JAKARTA, KOMPAS.com - Wakil Ketua Komisi Pemberantasan Korupsi (KPK) Laode Muhammad Syarif menilai besaran dana persuara untuk partai politik masih sangat kurang.
Menurut dia, pemerintah semestinya bisa lebih berkontribusi dalam menaikkan anggaran parpol yang saat ini nilainya Rp 108 persuara pertahun. Idealnya, kata dia, parpol mendapat dana hingga Rp 10.000 persuara.
"Teman-teman KPK dan LIPI mencari bandingan negara lain, karena itu KPK mengusulkan yang paling wajar sekurang-kurangnya Rp 10.000," ujar Syarif di kantor DPP PKS, Jakarta, Rabu (20/9/2017).
Syarif mengatakan, anggaran tersebut masih bisa ditampung APBN yang besarannya mencapai Rp 2.000 triliun pertahun.
Namun, KPK tidak mungkin mengusulkan langsung dengan jumlah sebesar itu kepada pemerintah. Peningkatan nilai suara untuk parpol sebaiknya dilakukan secara bertahap.
(Baca: Istana dan Mendagri Saling Lempar soal PP Kenaikan Dana Parpol)
"Kita usulin Rp 1.000 dulu, Rp 2.000 dulu, apakah ada perubahan tidak parpol ini, memenuhi empat syarat (partai berintegritas) tadi atau tidak. Biar kelihatan juga," kata Syarif.
Syarif mengatakan, uang Rp 10.000 persuara itu sebagian besar bisa dialokasikan untuk biaya operasional partai yang cukup menguras biaya. Misalnya, kata dia, saat pilkada, partai butuh uang banyak untuk membayar uang makan saksi-saksi yang disebar di tempat pemungutan suara.

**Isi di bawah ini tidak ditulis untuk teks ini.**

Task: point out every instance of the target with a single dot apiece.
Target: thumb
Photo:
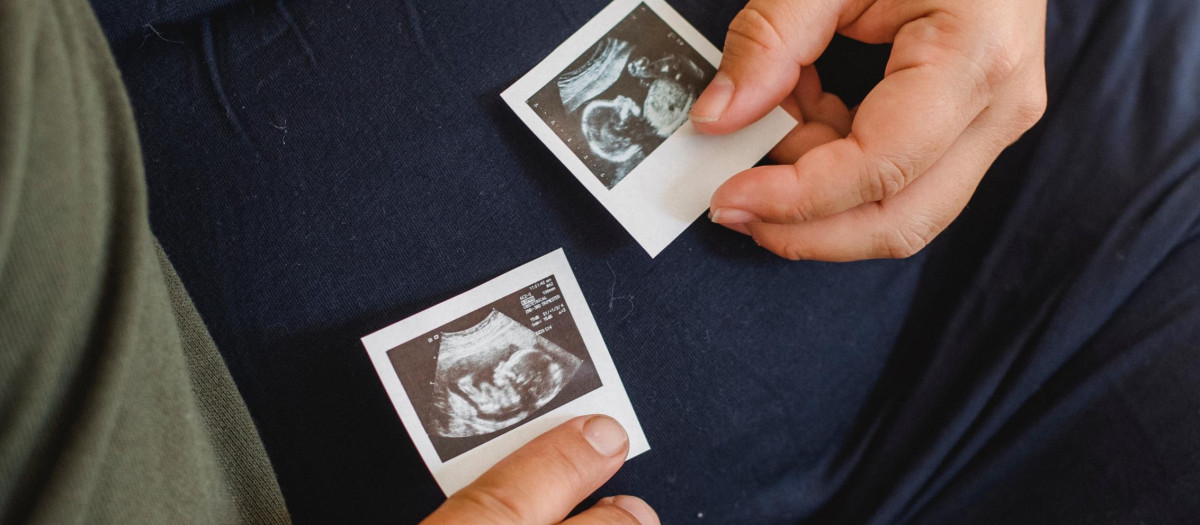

"Maka harus dicari jalan supaya kalau negara ikut membiayai, maka parpol itu bisa diaudit. Akan jadi lembaga publik," kata Syarif.
Sementara itu, Presiden PKS M Sohibul Imam, mengatakan, biaya Rp 108 persuara pertahun tak cukup memenuhi kebutuhan operasional partai selama setahun. Setelah dihitung-hitung, PKS hanya mendapatkan Rp 900 juta pertahun.
(Baca: Setelah Dana Parpol Naik 10 Kali Lipat, DPR Minta Lagi Dana Bantuan Rutin)
Untungnya, kata dia, kader PKS terbiasa membayar iuran perbulan untuk menambah kas partai. Bahkan, untuk Musyawarah Nasional, para kader bersedia membayar iuran lebih.
"Yang kami timbulkan spiritnya. Buat Munas lalu habis Rp 4 miliar , kami galang karena kader biasa kita tarik, tapi bayarnya lebih besar," kata Sohibul.
Di samping biaya operasional, biaya pendidikan politik juga tak kalah penting. Sebab, salah satu fungsi parpol adalah memberi pendidikan politik kepada masyarakat. Dengan demikian, kata dia, kualitas demokrasi masyarakat di Indonesia semakin baik.
"Bukan buat parpolnya, tapi untuk masyarakat," kata Sohibul.